A trust anchor in DNS is a point where the trust model starts. In the case of certificates you have a root CA which forms the root of the trust model. DNSSEC likewise has a trust anchor that is at the top of the DNS hierarchy, each DNS server in the hierarchy is chained to this trust anchor. The problem occurs in that a DNS server may not support DNSSEC which is in the chain. When this occurs the chain for trust if broken and the DNS data cannot be considered secure.

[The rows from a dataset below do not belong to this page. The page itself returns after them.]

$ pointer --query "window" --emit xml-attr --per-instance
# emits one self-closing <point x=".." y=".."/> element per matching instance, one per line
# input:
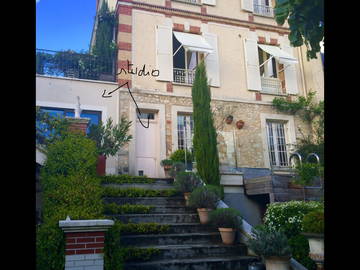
<point x="185" y="131"/>
<point x="276" y="137"/>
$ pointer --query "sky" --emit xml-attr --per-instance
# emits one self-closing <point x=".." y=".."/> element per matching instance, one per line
<point x="64" y="24"/>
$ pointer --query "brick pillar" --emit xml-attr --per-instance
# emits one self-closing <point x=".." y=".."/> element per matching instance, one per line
<point x="78" y="124"/>
<point x="84" y="249"/>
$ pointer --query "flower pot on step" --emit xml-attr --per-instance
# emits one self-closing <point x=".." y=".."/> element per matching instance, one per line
<point x="227" y="235"/>
<point x="277" y="263"/>
<point x="204" y="215"/>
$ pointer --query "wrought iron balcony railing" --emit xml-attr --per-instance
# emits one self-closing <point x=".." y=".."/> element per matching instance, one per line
<point x="74" y="65"/>
<point x="184" y="76"/>
<point x="263" y="10"/>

When the chain of trust is broken, an administrator may decide to add their own trust anchor. For example, the chain of trust may be broken at the last server which is the ISP’s DNS server. If the connection back to the ISP is secure, the administrator may not consider this to be a problem. If this is the case, a new trust anchor can be added to the client computer to allow them to use DNSSEC even though a complete chain of trust is not available back to the root hint server.
The ability to add trust anchors was present in Windows Server 2008, however with Windows Server 2012 you can now see these trust anchors in DNS Manager making them easy to administer.
In order to use DNSSEC there are a number of keys that need to be managed. In Windows Server 2008 this was more of a manual process. In Windows server 2012 this is more automated. Firstly a key must be changed after a certain amount of time in order to have good security. The longer you have the same key, the higher the probability that it could be hacked. Windows Server 2012 has a feature called automated key rollover which makes this process automatic.
Windows Server 2012 also comes with a feature called The Key Master. This allows DNSSEC keys to be stored in the one primary zone making administration a lot simpler.